Weimar-Stadt der Gegensätze

Auch Kultur und Sehenswürdigkeiten wurden in dieser Woche großgeschrieben. Im Rahmen einer Stadtrallye lernten die Teilnehmer*innen die wichtigsten Sehenswürdigkeiten der Stadt kennen und befassten sich mit zukunftsträchtigen Wohnbauten wie dem Quartiersprojekt „Alte Feuerwache“ und dem Bauhausstil. Aber Weimar ist nicht nur die Stadt, in der Goethe und Schiller Weltliteratur geschrieben haben, nicht nur die Stadt, in der Herder die Idee des Humanismus geschaffen hat. In einer eigens konzipierten Stadtführung erfuhren die Schüler*innen die dunkle Seite der Stadt. In Weimar sprach Hitler vom Balkon des Hotels „Elephant“ am Rathausplatz vor einer begeisterten Menge, in Weimar gab es eine Zentrale der Gestapo mit Foltereinrichtungen und nur einige Kilometer entfernt wurde das berüchtigte KZ Buchenwald errichtet und in Betrieb genommen.
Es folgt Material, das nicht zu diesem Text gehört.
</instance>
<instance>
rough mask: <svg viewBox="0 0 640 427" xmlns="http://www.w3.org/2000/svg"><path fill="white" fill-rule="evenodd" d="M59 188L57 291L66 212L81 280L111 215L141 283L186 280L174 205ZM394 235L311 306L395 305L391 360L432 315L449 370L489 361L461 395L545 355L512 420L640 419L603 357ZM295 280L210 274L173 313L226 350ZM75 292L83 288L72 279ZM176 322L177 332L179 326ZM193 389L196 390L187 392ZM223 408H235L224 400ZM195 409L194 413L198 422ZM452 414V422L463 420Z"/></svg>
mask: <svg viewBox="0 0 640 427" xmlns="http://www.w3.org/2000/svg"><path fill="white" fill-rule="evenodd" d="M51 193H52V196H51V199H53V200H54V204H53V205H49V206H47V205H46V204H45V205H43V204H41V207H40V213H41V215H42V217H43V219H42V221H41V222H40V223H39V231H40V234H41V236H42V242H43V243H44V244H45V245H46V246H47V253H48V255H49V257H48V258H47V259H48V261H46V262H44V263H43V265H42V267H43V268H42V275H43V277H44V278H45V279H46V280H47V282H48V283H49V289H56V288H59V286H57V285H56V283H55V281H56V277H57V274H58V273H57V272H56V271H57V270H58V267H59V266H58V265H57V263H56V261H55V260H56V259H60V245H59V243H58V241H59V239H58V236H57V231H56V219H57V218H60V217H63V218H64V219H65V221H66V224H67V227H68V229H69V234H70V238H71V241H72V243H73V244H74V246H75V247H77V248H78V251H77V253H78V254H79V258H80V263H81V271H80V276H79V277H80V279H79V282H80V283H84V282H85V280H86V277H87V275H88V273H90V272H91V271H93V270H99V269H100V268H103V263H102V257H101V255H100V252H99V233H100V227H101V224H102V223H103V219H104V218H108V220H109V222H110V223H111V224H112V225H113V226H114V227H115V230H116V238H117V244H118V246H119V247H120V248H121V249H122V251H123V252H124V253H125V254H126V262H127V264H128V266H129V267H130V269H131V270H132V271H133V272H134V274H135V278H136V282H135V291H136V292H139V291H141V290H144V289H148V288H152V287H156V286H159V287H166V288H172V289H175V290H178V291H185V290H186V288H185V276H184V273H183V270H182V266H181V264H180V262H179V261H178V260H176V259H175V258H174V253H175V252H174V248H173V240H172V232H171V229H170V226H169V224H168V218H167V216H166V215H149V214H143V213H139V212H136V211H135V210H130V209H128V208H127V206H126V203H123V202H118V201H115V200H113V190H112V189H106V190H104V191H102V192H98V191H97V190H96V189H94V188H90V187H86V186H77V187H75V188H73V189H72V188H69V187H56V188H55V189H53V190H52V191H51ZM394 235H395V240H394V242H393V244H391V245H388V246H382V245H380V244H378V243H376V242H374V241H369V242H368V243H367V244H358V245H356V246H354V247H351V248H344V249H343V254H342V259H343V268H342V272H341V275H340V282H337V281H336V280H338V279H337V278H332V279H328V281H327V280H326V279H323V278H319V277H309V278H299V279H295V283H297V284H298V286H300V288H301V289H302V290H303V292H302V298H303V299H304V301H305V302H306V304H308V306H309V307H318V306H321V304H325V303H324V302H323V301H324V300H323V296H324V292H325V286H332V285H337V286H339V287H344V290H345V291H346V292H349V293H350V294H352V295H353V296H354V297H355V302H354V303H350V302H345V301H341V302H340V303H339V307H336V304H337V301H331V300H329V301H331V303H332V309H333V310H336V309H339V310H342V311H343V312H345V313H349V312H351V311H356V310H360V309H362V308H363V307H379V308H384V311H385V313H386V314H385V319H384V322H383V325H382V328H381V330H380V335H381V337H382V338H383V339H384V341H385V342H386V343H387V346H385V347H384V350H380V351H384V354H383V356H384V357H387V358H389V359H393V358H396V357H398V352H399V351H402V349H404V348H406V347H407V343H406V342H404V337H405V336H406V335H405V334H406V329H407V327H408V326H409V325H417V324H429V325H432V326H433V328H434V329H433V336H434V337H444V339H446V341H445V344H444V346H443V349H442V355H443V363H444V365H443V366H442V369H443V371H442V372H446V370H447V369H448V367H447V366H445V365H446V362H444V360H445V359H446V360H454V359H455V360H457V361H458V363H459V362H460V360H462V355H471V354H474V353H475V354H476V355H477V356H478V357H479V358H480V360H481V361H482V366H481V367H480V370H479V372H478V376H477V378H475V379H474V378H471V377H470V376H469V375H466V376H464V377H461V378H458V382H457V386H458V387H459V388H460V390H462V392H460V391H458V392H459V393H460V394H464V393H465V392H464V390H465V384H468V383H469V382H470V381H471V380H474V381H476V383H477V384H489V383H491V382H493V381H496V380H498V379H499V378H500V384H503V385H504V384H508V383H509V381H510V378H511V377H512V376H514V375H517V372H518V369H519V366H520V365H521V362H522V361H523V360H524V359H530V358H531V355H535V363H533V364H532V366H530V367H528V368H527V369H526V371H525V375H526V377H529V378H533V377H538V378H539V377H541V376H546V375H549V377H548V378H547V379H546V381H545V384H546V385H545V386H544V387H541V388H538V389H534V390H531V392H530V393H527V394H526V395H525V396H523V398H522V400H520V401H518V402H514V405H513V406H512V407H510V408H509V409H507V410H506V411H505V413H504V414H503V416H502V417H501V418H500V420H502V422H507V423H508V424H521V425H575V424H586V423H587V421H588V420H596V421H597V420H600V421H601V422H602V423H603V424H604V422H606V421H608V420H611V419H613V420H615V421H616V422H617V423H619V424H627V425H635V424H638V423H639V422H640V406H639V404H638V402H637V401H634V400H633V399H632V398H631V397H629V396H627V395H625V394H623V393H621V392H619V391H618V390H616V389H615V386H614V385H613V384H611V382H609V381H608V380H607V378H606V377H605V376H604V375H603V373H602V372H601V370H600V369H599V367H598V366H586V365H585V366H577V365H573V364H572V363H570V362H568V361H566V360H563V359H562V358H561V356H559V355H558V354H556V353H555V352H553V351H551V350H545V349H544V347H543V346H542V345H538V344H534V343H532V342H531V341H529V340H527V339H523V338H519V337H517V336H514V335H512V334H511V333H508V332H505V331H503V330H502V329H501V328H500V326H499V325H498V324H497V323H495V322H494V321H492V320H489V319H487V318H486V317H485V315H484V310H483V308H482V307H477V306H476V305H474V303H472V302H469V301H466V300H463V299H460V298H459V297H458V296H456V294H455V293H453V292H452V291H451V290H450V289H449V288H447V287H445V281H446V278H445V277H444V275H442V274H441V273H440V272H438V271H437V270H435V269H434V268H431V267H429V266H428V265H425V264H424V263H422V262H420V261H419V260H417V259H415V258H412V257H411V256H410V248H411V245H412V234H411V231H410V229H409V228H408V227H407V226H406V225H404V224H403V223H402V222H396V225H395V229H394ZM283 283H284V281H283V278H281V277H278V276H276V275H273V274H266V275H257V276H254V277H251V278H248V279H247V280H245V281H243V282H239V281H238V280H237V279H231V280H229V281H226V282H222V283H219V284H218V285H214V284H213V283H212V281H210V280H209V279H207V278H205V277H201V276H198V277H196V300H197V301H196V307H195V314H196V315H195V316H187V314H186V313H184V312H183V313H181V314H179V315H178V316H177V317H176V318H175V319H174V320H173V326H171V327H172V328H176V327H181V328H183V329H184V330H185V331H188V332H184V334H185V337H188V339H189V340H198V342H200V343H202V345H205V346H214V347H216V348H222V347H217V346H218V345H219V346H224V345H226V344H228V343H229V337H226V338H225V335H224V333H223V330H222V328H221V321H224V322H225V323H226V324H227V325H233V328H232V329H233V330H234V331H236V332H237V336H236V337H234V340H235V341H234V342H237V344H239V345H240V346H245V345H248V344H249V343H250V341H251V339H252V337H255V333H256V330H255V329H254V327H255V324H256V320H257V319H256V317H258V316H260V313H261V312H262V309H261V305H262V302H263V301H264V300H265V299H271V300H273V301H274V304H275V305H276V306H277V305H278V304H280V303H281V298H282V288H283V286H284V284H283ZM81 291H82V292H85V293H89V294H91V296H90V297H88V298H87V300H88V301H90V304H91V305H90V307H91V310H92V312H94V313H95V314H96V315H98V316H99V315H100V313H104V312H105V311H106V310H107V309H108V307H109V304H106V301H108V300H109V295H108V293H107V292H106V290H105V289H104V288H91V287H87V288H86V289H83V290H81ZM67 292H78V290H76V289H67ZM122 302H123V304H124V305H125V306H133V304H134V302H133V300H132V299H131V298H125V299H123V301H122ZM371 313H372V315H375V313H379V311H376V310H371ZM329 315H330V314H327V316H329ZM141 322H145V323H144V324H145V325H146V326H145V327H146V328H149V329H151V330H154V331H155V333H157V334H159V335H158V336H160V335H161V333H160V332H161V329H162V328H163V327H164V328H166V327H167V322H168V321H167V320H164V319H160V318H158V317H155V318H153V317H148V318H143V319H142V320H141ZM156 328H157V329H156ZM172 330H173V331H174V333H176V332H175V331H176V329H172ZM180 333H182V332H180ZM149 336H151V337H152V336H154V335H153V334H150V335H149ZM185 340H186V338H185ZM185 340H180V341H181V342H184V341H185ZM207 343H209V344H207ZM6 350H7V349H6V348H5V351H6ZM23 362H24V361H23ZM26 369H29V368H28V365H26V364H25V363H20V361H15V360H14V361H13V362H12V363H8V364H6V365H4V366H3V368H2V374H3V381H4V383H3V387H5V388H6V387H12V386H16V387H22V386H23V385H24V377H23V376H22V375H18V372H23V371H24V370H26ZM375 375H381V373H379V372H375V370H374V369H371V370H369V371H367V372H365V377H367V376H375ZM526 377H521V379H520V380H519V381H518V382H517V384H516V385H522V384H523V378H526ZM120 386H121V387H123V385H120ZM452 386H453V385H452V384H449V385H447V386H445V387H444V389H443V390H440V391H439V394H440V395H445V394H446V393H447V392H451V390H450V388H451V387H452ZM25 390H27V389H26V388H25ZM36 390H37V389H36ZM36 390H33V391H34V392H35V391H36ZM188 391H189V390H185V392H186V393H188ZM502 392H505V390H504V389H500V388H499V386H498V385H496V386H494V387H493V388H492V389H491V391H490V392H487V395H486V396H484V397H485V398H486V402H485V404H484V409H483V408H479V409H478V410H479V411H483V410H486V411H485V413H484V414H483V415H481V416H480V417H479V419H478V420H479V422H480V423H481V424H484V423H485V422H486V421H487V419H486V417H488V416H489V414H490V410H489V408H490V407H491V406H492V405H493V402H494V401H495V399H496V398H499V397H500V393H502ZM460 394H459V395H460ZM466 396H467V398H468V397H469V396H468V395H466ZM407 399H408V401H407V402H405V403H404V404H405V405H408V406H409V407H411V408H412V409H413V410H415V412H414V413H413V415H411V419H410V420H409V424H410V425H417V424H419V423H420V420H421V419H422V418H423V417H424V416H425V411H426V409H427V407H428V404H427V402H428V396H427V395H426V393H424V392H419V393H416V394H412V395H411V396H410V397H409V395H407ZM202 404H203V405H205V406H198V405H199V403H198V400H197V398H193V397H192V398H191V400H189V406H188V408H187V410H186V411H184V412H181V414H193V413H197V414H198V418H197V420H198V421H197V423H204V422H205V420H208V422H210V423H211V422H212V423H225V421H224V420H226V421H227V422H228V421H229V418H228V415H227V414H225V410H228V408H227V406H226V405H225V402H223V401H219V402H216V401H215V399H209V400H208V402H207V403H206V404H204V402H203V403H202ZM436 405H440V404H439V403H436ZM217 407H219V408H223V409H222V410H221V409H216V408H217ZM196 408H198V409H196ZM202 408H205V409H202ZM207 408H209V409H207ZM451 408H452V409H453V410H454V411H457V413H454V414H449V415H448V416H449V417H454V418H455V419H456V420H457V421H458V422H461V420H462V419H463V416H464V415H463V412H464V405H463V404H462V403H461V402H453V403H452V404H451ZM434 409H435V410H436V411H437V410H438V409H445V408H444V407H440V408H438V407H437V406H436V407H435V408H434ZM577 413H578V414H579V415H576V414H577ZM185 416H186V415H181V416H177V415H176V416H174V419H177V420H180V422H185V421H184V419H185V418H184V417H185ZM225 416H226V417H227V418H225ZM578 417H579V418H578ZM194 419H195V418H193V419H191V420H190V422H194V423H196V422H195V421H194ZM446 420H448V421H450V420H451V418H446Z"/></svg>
Trotz all der düsteren Vergangenheit, die die Fragilität der demokratischen Strukturen ins Bewusstsein rief, endete die Exkursion auf dem sonnendurchfluteten Theaterplatz vor dem Goethe- und Schiller-Denkmal.

 

Einmal dabei-immer dabei

Im Unterschied zu den klassischen Austauschprogrammen, die nach Besuch und Gegenbesuch enden, zielt das Projekt der Deutschen Nationalstiftung auf eine größere Nachhaltigkeit ab. Unterstützt wird die Stiftung dabei vom Alumni-Verein, der jährliche Folgetreffen für ehemalige Teilnehmer*innen plant und durchführt. Dadurch ist ein Netzwerk entstanden, das Jugendlichen nicht nur interessante Bildungswochen und Gesprächsrunden anbietet, sondern auch Studienplätze, Praktikums- und Arbeitsmöglichkeiten vermittelt. Doch über allem steht die Freude an der Begegnung: „Es war eine Woche voller Lebensfreude“, so brachte es eine Teilnehmerin aus Südtirol auf den Punkt.